Which tools are left behind?
First-generation invisible watermark systems, such as the NO AI project, or basic web services like the first ArtShield Watermarker, are now insufficient if used in isolation. The strategy of passing an image through AI-generated to have models reject it has lost its effectiveness against more advanced AI systems. Tools like Glaze and Nightshade, which were disruptive in 2023, have had to evolve to adapt to models more resistant to simple interference. Their current usefulness is deterrent and depends on the use of recent versions combined with other protection mechanisms, such as legal copyright.
What to do if the work is part of a training dataset?
Currently, there is no automatic mechanism to ensure the removal of a work included in a training dataset. However, detection by creators is crucial: although 'it does not automatically generate a right to compensation, it constitutes fundamental evidence if integrated into a broader legal strategy,' says Guerrero. The actions to be taken include:
- Formulation or reinforcement of the exception to text and data mining.

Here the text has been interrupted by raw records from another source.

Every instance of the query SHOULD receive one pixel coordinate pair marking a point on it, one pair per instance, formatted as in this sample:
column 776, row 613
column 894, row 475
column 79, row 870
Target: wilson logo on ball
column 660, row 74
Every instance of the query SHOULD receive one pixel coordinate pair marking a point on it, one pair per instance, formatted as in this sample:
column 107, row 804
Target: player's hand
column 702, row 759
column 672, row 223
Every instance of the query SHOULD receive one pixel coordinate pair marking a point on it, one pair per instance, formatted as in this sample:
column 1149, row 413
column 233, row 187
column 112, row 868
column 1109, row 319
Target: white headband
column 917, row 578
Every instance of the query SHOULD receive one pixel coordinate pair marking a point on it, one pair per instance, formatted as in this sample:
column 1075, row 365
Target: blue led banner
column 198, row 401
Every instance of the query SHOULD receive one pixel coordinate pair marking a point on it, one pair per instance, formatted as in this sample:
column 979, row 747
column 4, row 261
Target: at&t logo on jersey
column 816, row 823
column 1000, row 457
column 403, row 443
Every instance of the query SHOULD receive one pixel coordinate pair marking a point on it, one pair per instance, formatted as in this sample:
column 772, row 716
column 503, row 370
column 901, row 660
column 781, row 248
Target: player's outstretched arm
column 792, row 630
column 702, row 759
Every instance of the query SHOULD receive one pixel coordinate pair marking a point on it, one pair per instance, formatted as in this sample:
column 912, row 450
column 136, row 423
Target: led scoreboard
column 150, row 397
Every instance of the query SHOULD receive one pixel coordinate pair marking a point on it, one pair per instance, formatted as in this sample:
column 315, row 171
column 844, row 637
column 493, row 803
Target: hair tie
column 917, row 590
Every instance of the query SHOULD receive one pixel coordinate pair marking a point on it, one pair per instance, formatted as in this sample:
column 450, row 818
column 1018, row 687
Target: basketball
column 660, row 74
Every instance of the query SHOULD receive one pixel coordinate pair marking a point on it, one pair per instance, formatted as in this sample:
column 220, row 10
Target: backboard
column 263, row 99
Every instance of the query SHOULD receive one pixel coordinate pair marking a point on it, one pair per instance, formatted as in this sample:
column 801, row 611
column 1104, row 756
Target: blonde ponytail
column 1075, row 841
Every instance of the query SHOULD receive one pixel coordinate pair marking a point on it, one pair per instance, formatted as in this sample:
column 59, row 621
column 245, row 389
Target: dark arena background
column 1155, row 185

- Sending withdrawal or exclusion requests.
- Exploring legal actions for copyright infringement or unfair competition, especially if a valid reservation is ignored.
As for economic compensation, there is also no general mandatory remuneration system for AI training; it depends on voluntary agreements, specific licenses, or individual litigations in which the infringement is demonstrated.
Recommendations
In a multimodal model environment capable of learning from images, text, and video, protection against unauthorized training has ceased to be a one-off action and has become a comprehensive strategy.
It is well established that technical measures work best when combined and are accompanied by a coherent legal and documentary strategy. 'There is a clear difference between those who publish without a strategy and those who combine explicit legal opposition with a machine-readable technical signal and traceability measures,' holds Guerrero. A first step is to register the creative process of works, from sketches to final results, in services like Safe Creative, which allows demonstrating authorship in case of dispute. Moreover, by registering, this platform includes the option for the author to register their objection to the use of their work for training purposes, adding an extra level of protection.
The lawyer insists that: 'the right strategy is not to try to make the work invisible, but to make it difficult to argue that the automated system has not identified the reserved rights of the rights holder.' The fact is that in an environment where style is identity and economic value, protecting it requires the same professionalism with which it is created.